There is precedent in filling the Supreme Court vacancy 2020

The American people deserve a fully-staffed court of nine. The American people expect the president’s nominee to be given a fair hearing and a timely vote in the Senate. You cannot keep a seat on the Supreme Court, which represents all of us, you cannot keep it vacant against the Constitution. The blockade on filling a naturally occurring vacancy, in my view, is harmful to the independence of the Article Three branch. If you want to stop extremism in your party, you can start by showing the American people that you respect the President of the United States and the Constitution. The Constitution is 100% clear. The President of the United States has the right to nominate someone to be a justice of the Supreme Court. Senate’s function is to hold hearings and to vote.

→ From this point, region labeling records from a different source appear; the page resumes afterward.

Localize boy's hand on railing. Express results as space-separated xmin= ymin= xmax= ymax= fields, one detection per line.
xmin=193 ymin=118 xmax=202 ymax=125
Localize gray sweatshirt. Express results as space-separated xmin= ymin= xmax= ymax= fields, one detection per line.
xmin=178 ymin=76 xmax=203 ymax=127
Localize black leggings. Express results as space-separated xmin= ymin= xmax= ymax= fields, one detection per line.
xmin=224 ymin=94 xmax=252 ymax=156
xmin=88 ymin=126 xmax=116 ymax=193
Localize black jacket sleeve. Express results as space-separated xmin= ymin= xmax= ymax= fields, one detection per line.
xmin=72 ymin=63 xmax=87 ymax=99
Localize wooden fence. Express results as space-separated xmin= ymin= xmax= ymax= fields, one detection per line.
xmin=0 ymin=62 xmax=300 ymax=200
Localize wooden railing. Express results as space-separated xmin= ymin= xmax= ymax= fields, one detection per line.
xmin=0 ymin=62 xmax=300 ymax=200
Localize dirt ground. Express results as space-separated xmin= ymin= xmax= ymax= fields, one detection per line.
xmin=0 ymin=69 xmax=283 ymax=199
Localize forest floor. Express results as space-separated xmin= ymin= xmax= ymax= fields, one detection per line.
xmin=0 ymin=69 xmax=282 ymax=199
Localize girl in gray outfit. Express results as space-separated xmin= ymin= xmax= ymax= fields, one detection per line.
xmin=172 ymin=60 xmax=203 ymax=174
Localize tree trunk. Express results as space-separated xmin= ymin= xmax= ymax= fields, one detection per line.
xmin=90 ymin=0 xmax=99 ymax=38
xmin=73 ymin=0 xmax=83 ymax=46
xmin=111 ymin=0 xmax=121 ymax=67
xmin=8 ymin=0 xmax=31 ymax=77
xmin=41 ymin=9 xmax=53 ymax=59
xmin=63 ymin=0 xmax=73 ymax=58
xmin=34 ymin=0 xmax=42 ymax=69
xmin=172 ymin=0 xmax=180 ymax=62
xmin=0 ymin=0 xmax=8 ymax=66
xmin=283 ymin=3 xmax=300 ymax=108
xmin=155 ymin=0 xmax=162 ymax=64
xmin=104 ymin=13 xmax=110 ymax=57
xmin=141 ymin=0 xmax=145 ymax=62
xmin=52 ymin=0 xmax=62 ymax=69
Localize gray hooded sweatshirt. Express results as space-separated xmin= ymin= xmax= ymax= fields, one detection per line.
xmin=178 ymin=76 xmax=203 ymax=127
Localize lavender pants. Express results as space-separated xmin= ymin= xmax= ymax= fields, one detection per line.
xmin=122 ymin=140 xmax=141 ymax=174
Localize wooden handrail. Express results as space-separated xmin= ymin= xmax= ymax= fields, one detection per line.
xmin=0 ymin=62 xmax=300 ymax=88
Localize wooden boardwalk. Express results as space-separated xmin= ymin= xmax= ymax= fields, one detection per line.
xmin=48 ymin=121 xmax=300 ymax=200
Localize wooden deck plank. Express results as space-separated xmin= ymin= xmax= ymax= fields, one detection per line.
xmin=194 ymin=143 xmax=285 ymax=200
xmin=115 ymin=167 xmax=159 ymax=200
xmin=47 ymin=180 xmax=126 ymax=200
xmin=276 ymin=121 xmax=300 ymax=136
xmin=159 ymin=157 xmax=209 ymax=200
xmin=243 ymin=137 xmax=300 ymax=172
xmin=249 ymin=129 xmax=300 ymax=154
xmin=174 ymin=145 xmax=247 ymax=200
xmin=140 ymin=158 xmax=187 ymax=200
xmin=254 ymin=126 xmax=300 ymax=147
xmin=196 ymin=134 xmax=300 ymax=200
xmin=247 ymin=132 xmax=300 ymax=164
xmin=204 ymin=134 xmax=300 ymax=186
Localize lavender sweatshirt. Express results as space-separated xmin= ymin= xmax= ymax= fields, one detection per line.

If you don’t believe these words and positions then you don’t agree with Democrats, as those statements above are their words and stance they took in 2016.

If Democrats want to cry foul and “Hypocrisy!!!!” at least consider that it happens on both sides.

Importantly, we should contemplate historical precedent. There have been 29 times there’s been a vacancy during an election year, Senator Ted Cruz pointed out. 19 occurred when the Senate majority was the same as the president. When the president’s party controls the Senate, they get to fill the vacancy. When the president’s party doesn’t control the Senate, the nominee is typically not confirmed. According to National Review Dan McLaughlin, of the 10 times the party of the president and Senate were not aligned, only one nominee was ever confirmed before an election in a year.

So to borrow Joe Biden’s words: let’s “de-escalate.” If we want to de-escalate, we can follow precedent not politics. If Democrats want “everyday fairness” as former President Barack Obama suggests then they shouldn’t threaten to pack the court, end the filibuster, and grant statehood to two states that will likely give them four more Democratic senators.

Obama suggests Republicans should “apply rules with consistency.” I wish that could be the case. Obama knows this as well. He is after all the one who created the “We Can’t Wait” initiative in 2011 to institute policies by executive orders because he couldn’t “wait for an increasingly dysfunctional Congress to do its job.”

For this one, Dan McLaughlin’s article in the National Review article is spot on: History is on the side of Republicans Filling a Supreme Court vacancy in 2020.